Plus de 14 000 satellites sont déjà en orbite, mais les projets annoncés pourraient faire exploser ce chiffre dans les prochaines années. SpaceX envisage à elle seule un réseau pouvant atteindre un million de satellites, tandis que d’autres entreprises préparent aussi des constellations destinées aux télécommunications ou à la réflexion de lumière solaire depuis l’espace. « « Ce n’est pas un chiffre absolu : 99 999 n’est pas forcément acceptable et 100 001 forcément catastrophique. Évidemment, je préférerais qu’il n’y en ait que 50 000 », a déclaré Olivier Hainaut, astronome à l’ESO et auteur principal de l’étude. « Mais avec 100 000 satellites, les pertes seraient du même ordre que d’autres pertes techniques, comme une panne d’équipement. »

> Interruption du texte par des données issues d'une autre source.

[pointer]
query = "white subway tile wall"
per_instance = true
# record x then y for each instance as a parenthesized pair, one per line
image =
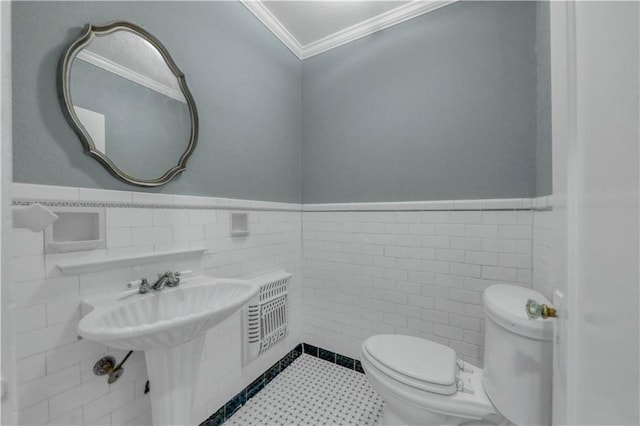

Pour les chercheurs de l’ESO, le problème ne se limite pas au risque de saturation visuelle du ciel. Les satellites éclairés par le Soleil traversent les champs des télescopes et laissent des traînées lumineuses capables de masquer des galaxies lointaines, des exoplanètes ou des astéroïdes potentiellement dangereux.
Les simulations réalisées dans l’étude montrent qu’une mégaconstellation très dense pourrait provoquer des dizaines de traces dans une seule image prise par le Very Large Telescope. Dans certains scénarios, les pertes de champ pourraient atteindre près de 28 % deux heures après la tombée de la nuit.

La situation serait encore plus critique pour des satellites particulièrement brillants. L’ESO estime ainsi que les observations du futur observatoire Vera C. Rubin pourraient devenir très difficiles durant plusieurs heures chaque nuit si les projets les plus ambitieux voyaient le jour sans aucune contraintes supplémentaires.
Les auteurs rappellent que 100 000 n’est pas une frontière absolue, mais un seuil où l’impact sur l’astronomie deviendrait extrêmement visible. Au-delà, la pression sur les observatoires risquerait de devenir structurelle. L’enjeu revient désormais aux autorités chargées d’autoriser ces constellations, soit concilier la croissance des services spatiaux avec la protection d’un ciel encore indispensable à la recherche scientifique.